To follow some classic Danish street food we went straight to the classic Danish beverage, or rather its source. The Carlsberg Brewery was home base for Copenhagen Cooking all weekend. Saturday it hosted Nordic Taste, a mini food festival with a presence from most of the city's top restaurants plus a selection from Sweden too. Noma's Nordic Food Lab was running porridge making classes and the Swedish bakery Soderberg & Sara were selling incredible bread, pastries and preserves, plus the first issue of the almost painfully cool international food and design magazine; Fool.

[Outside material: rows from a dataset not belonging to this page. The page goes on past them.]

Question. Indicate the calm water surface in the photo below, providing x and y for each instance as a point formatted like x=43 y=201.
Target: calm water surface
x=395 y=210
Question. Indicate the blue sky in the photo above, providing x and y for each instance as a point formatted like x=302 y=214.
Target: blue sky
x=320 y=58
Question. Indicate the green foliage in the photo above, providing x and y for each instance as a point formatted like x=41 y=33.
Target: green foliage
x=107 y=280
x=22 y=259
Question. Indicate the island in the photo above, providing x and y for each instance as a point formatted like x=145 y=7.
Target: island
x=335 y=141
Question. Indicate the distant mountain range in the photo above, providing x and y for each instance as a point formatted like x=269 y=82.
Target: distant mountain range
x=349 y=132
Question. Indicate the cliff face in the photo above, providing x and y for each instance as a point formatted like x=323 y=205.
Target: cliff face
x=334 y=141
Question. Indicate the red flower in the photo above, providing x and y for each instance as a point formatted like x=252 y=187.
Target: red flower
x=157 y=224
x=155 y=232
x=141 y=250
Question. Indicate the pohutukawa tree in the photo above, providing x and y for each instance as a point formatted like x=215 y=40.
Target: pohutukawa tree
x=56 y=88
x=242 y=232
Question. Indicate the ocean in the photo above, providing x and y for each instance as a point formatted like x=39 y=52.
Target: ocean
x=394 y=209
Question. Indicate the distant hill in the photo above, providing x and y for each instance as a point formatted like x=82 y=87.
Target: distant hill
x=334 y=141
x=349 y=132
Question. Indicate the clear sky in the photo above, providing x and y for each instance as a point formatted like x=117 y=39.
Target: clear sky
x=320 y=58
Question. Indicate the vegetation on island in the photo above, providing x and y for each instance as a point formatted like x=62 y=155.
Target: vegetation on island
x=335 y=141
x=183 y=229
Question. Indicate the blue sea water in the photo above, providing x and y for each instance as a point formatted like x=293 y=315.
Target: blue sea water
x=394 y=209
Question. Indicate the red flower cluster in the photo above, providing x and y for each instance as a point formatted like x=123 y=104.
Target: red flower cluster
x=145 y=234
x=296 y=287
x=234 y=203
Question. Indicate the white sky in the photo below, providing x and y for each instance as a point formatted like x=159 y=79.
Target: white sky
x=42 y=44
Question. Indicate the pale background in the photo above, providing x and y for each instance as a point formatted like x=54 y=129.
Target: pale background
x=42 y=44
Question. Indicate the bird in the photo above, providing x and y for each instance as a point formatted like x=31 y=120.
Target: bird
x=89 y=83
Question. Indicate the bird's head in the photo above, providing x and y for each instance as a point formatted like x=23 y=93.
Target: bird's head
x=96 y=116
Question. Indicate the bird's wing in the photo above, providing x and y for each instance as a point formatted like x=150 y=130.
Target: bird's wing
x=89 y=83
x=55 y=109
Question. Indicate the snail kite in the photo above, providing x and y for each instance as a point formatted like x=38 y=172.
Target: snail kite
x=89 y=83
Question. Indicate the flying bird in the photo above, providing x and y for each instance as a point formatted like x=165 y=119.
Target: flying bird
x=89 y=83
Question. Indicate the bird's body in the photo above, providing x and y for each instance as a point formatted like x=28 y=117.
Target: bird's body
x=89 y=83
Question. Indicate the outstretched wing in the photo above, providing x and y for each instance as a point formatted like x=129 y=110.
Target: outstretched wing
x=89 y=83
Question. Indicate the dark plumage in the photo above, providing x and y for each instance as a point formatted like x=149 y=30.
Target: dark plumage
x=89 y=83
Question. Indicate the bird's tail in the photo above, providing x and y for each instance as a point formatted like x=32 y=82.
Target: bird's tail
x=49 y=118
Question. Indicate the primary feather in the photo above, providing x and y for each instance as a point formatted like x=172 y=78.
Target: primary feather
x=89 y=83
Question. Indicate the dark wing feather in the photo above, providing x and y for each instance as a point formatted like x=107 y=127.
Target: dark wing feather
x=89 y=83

Yesterday the very lovely Heather Nissen took me for a Sunday drive north of Copenhagen. We stopped to enjoy the fleeting sun on the coast near Klampenborg and walked past the Charlottenlund Sobad swimming club (below), which asks its members to swim naked all year round, even in the middle of winter when they must break the ice before jumping in to do their laps. Oh my god. Then we drove a little further north for lunch at Restaurant Sletten, a flash seaside restaurant in a pretty little fishermans' village. Sitting in their beautiful dining room just by the marina, we watched weather change a good three times and felt a bit bad for the army of blond children in sailing school, battling sheets of rain only to dry off two minutes later in warm sunshine before being blasted along again by more strong wind.
Louisiana Museum of Modern art, described my many as the most beautiful gallery in the world. The New Nordic exhibition on culture and architecture across Scandinavia was terrific and of course the cafe right on the peninsula, design shop and sculpture gardens all very impressive. I could have happily stayed here all day but Heather whizzed me off again to finish the afternoon with a private tour of Frederiksborg Castle's rooms and galleries. My highlight was the portait collection spanning from 1500-2012 and a stunner of ‘our Mary’.
To finish the day Heather and I had an early dinner at Søllerød Kro, a very elegant, 15th century country inn turned Michelin-starred restaurant. We started with little pots of Jerusalem Artichoke panna cotta, shredded crab meat and then caviar and champagne. It was all very fancy.
And I think it's safe to say I won't be eating and drinking like that again for a long time. Tomorrow it's back home to early dinners with the kids, scrambled eggs all over the floor and packing school lunches. And actually I can't wait. It's been an incredible few days but being so far away from the kids and Tim is beginning to feel a bit strange. For now though, I'll dig deep...pull out my rented bike one last time and head out to meet Katrine for a day in her trendy neighbourhood, Nørrebro.